Click For Some Music

After piling up weeks upon weeks of driving round trips for work, one evening I took the leap, ditching the car hopped onto the metro.

Don’t get me wrong since this wasn’t the first time that I used public transport, but to get me right you need to realise that this ride wasn’t just me reaching my destination. This ride was just me appreciating and realising small things. This hit me like a moment of serendipity or just plain eureka of the obvious.

I watched the red lights twinkle like stars, while I was afloat, above a blanket of city lights. I was floating with earphones on, music playing on shuffle and me playing a game of no-matter-what-don’t-select-a-song.
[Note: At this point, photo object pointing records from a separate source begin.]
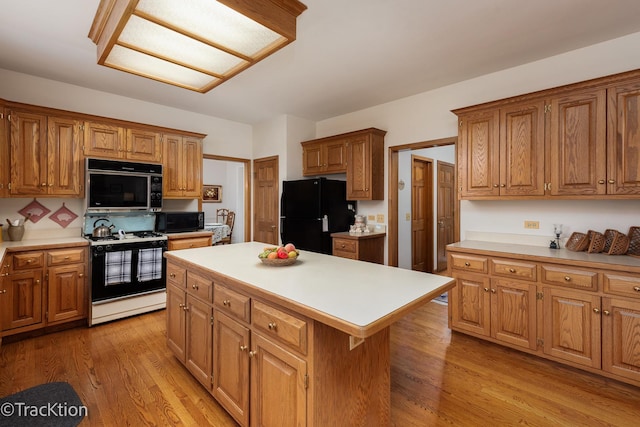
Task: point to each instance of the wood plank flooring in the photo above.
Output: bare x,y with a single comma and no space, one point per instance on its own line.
125,375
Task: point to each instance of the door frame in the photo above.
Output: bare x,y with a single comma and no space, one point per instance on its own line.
392,209
246,191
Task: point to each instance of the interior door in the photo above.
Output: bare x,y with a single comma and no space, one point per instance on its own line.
265,200
446,211
421,214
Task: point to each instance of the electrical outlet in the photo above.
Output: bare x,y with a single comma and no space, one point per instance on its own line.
532,225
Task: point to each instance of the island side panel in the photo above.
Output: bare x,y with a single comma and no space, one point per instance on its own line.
351,387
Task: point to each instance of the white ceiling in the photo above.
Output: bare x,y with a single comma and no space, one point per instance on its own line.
349,54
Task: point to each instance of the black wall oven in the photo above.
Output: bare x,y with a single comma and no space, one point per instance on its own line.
122,269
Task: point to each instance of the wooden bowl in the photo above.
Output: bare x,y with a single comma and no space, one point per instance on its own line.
279,262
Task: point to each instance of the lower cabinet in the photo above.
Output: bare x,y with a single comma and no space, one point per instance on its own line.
42,288
585,314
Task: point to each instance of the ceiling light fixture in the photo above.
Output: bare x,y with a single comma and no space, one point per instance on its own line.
194,44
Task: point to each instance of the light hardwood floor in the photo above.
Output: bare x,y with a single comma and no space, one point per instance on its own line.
125,375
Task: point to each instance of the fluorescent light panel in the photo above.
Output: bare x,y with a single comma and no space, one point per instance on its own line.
195,44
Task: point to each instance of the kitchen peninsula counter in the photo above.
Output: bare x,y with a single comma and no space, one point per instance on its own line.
305,344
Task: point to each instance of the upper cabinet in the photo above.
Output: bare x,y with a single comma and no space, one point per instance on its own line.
116,142
44,155
359,154
182,174
577,141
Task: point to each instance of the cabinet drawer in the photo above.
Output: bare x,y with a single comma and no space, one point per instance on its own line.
176,275
469,263
276,323
619,284
27,260
231,302
192,242
569,277
66,256
199,286
345,246
513,269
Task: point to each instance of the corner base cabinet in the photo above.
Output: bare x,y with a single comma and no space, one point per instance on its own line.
272,361
575,308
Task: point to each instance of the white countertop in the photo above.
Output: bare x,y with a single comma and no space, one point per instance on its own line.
541,251
356,292
35,244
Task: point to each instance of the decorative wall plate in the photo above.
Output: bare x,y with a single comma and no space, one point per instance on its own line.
63,216
35,211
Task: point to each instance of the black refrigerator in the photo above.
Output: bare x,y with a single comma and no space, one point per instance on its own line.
312,209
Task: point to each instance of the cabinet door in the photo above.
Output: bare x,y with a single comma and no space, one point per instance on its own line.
192,167
65,169
623,139
4,156
335,154
278,391
143,146
478,155
231,366
199,336
522,150
66,299
470,304
22,301
172,165
312,161
621,337
577,144
176,318
103,140
28,153
572,326
513,313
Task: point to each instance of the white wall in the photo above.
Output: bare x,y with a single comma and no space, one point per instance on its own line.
428,116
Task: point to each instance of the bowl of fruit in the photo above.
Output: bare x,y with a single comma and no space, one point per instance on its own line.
279,255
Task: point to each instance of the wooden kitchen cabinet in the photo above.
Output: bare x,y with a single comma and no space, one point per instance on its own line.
45,155
582,313
359,154
363,247
182,160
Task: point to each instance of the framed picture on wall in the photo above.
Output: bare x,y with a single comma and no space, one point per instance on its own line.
212,193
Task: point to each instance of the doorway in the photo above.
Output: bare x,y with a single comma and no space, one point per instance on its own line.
266,200
393,193
421,214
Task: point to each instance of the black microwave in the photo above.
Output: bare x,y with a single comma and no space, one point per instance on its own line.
179,222
114,185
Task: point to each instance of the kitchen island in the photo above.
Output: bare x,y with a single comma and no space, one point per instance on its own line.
306,344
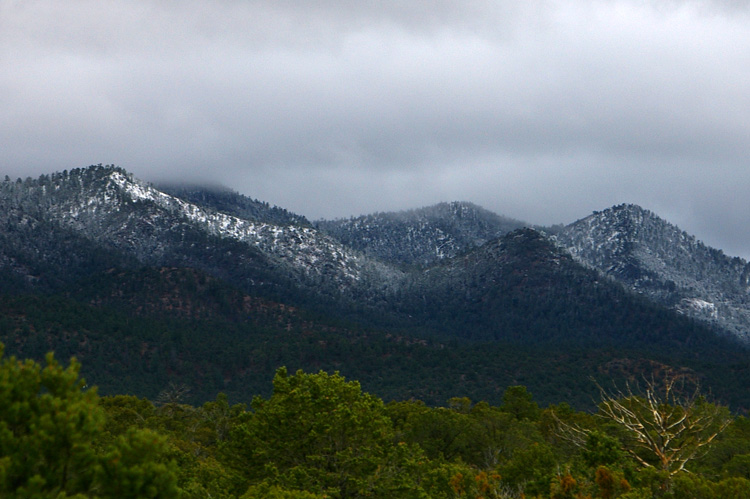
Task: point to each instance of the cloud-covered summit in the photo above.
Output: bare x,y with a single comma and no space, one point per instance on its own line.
540,110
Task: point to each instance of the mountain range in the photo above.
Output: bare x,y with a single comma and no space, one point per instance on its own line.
151,284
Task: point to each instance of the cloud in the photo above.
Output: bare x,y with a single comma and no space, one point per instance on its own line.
543,110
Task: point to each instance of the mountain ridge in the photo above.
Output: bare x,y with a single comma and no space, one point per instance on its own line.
197,273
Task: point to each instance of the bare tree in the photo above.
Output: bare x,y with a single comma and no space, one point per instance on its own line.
665,428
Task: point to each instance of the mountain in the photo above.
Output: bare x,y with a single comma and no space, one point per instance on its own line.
105,208
658,260
420,237
204,286
221,199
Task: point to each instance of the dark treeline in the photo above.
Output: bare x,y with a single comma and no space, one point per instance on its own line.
319,435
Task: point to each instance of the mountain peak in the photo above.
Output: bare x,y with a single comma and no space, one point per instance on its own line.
420,236
654,257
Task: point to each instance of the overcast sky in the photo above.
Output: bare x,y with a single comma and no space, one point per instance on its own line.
539,110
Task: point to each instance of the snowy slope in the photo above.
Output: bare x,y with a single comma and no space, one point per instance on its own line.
658,260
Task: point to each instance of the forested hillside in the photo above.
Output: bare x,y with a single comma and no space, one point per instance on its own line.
321,436
148,288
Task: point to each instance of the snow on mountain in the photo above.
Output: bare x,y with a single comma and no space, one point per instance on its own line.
422,236
658,260
109,204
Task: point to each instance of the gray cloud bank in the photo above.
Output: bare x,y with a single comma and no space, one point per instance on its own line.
541,110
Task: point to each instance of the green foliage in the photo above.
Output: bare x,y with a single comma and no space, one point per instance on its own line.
53,443
334,436
320,436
I felt rather annoyed but feeling helpless isn’t pleasant, what could I do, it was crowded in there. Making me uneasy yet challenged by the situation.

And so I took to looking. Looking at the movement and exchanges happening around me. After all, how could I not be tempted to watch people go on with life instead trying to tailor my own?

Passengers were rushed in and boarded off without having to try. All you had to do was turn towards the door and take a step towards it when its your stop. It felt like the shoulder rides that dad would give me as a kid. I was on top of the world and didn’t have to worry about steering myself through the crowds of a fair.

The obvious had me feeling soothed. The snaking of the metro’s spine like a graceful charmer. The budding of potential relationships through the age-old palmistry tricks. The selfless smiles of acknowledgement between people who might just remain co-passengers and nothing more. A son almost jumping on his father when they found each other on the metro, at the end of the day; they didn’t care if they were suddenly taking more room than available and readily apologised but continued to be excited about exchanging snippets from the day that’s about to end. All this, once again, felt like a walk through majority of student life. You know some and pretend to know most on campus. I remember that feeling of meeting my friends each morning like a night apart was actually a lifetime apart.

The ride took a halt and the curtains opened to a scene that I partially witnessed and completely interpreted, like any excellently written play. A man trying to help a granny rush so they could both get in and neither of them having to wait for the next- they didn’t seem to know each other as she said thanks and never looked back. Could he have been reminded of his own childhood where he saw her snowcapped hair that resembled his granny’s?

A beginner at graying offered their seat to the lady in her prime because she had a bag full of supplies on her shoulder, while another kid offered to cradle the fast asleep bundle so that an older looking sibling could text somebody. Suddenly, respect didn’t look uni-directional but just a tool for co-existence.

Before I knew it, my ride came to an end. Only when I’d started to dig in was I handed the original spin off- an old, loud, bright and rather opposite one. This was Saturday evening, hence the time to tidy up and get the hustle game off.